Les larmes et clameurs des Chrestiens françois de nation, captifs en la ville d’Alger en Barbarie, adressées à la reine régente, par le Père Lucien Heraut, de l’Ordre de la Trinité et Rédemption des Captifs. An 1643
"Ce n’est pas, Madame, une simple exaggeration, mais une verité trop conneue, non seulement de ceux qui ont traversé les mers, et mouillé l’ancre avec quelque bonheur dans cette terre barbare de nos cruels ennemis, mais encore beaucoup mieux de ceux, qui par malheur sont tombés dans les griffes de ces Monstres Affricains, et qui ont ressenty, comme nous, leur infernalle cruauté, pendant le long sejour d’une dure captivité, les rigueurs de laquelle nous experimentons de jour en jour par des nouveaux tourments: la faim, le soif, le froid, le fer, et les gibets, ont esté autrefois les instruments des plus cruels et dénaturés bourreaux du monde contre les premiers Chretiens, mais il est certain que les Turcs et Barbares encherissent aujourd’hui par-dessus tout cela, inventans journellement de nouveaux tourments, contre ceux qui persistent courageusement en la confession de nostre saincte Religion, ou qu’ils veulent miserablement prostituer, notamment à l’endroit de la jeunesse, captive de l’un et l’autre sexe, afin de la corrompre à porter à des pechés si horribles et infames, qu’ils n’ont point de nom, et qui ne se commettent que parmys ces monstres et furies infernales et ceux qui resistent à leurs brutales passions, sont écorchez et dechirez à coup de bastons, les pendants tous nuds à un plancher par les pieds, leur arrachant les ongles des doigts, brullant la plante des pieds avec des flambeaux ardents, en sorte que bien souvent ils meurent en ce tourment. Aux autres plus agés ils font porter des chaisne de plus de cent livres de poids, lesquelles ils traisnent miserablement partout où ils sont contrains d’aller, et ce pesant fardeau est d’ordinaire pour les riches de qui ils esperent une bonne rançon, et apres tout cela si l’on vient à manquer au moindre coup de siflet ou au moindre signal qu’ils font, pour executer leurs commandements, nous sommes pour l’ordinaire bastonnez sur la plante des pieds, qui est une peine intollerable, et si grande, qu’il y en a bien souvent qui en meurent, et lors qu’ils ont condamné une personne à six cent coups de bastons, s’il vient à mourir auparavant que ce nombre soit achevé, ils ne laissent pas de continuer ce qui reste sur le corps mort.
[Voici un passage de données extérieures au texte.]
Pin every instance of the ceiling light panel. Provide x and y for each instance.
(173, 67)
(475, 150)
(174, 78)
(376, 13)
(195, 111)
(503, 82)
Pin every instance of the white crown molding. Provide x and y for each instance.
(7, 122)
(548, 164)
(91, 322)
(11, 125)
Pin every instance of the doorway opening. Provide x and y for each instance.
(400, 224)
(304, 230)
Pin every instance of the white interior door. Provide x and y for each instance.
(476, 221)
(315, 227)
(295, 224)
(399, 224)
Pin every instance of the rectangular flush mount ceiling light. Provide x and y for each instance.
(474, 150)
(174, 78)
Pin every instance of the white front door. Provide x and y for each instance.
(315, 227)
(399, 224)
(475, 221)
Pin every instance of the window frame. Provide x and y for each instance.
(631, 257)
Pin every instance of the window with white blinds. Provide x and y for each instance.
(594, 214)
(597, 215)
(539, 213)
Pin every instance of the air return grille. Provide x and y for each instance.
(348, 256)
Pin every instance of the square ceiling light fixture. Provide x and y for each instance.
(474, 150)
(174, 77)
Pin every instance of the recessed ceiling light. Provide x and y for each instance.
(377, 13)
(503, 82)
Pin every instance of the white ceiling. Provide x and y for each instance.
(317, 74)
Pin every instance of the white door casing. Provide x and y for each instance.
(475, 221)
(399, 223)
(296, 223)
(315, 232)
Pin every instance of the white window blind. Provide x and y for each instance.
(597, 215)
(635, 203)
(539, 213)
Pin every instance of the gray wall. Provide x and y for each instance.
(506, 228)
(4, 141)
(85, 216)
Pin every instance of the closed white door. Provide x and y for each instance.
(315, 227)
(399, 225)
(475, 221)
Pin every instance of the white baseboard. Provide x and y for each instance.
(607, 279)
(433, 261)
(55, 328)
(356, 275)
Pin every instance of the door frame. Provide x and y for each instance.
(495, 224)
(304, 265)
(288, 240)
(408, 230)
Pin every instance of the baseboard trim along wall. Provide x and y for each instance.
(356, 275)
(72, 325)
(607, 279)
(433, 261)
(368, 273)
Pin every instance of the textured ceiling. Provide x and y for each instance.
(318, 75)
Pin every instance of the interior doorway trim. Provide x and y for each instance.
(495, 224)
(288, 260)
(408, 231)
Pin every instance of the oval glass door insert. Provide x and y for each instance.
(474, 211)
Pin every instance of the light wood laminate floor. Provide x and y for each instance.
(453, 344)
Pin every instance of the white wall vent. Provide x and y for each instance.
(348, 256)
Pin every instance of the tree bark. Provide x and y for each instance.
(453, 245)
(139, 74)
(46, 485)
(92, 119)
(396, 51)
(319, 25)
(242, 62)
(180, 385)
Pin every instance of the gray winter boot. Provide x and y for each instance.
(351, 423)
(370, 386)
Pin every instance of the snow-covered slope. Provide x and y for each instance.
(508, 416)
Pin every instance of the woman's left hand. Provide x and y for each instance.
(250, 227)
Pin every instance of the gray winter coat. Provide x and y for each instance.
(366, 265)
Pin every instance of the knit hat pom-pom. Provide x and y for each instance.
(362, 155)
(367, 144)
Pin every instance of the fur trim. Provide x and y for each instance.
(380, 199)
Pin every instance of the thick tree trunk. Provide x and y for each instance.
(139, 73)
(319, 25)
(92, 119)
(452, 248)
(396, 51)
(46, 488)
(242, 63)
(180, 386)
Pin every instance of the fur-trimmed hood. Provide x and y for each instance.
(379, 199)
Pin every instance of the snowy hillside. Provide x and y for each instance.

Les empalements son ordinaires, et le crucifiment se pratique encore parmy ces maudits barbares, en cette sorte ils attachent le pauvre patient sur une manière d’echelle, et lui clouent les deux pieds, et les deux mains à icelle, puis après ils dressent ladite Eschelle contre une muraille en quelque place publique, où aux portes et entrées des villes pour la plus grande confusion du nom Chretien, et demeurent aussi quelque fois trois ou quatre jours à languir sans qu’il soit permis à aucun de leur donner soulagement.
D’autres sont écorchez tous vifs, et quantitez de bruslez à petit feu, specialement ceux qui blasphement ou mesprisent leur faux Prophete Mahomet, et à la moindre accusation et sans autre forme de procez, sont trainez à ce rigoureux supplice, et là attachez tout nuds avec une chaine à un poteau, et un feu lent tout autour rangé en rond, de vingt cinq pieds ou environ de diametre, afin de faire rostir à loisir, et cependant leur servir de passe temps, d’autres sont accrochez aux tours ou portes des villes, à des pointes de fer, où bien souvent ils languissent fort long temps.
Nous voions souvent de nos compatriots mourir de faim entre quatre murailles, et dans des trous qu’ils font en terre, où ils les mettent tout vif, et perissent ainsi miserablement. Depuis peu s’est pratiqué un genre de tourment nouveau à l’endroit d’un jeune homme de l’Archevesché de Rouen pour le contraindre a quitter Dieu et nostre saincte Religion, pour laquelle il fut enchaisné avec un cheval dans la campagne, l’espace de vingt-cinq jours, à la merci du froid et du chaud et quantitez d’autres incommoditez, lesquelles ne pouvant plus supporter fit banqueroute à notre saincte loy".
Pour approfondir, c'est ICI.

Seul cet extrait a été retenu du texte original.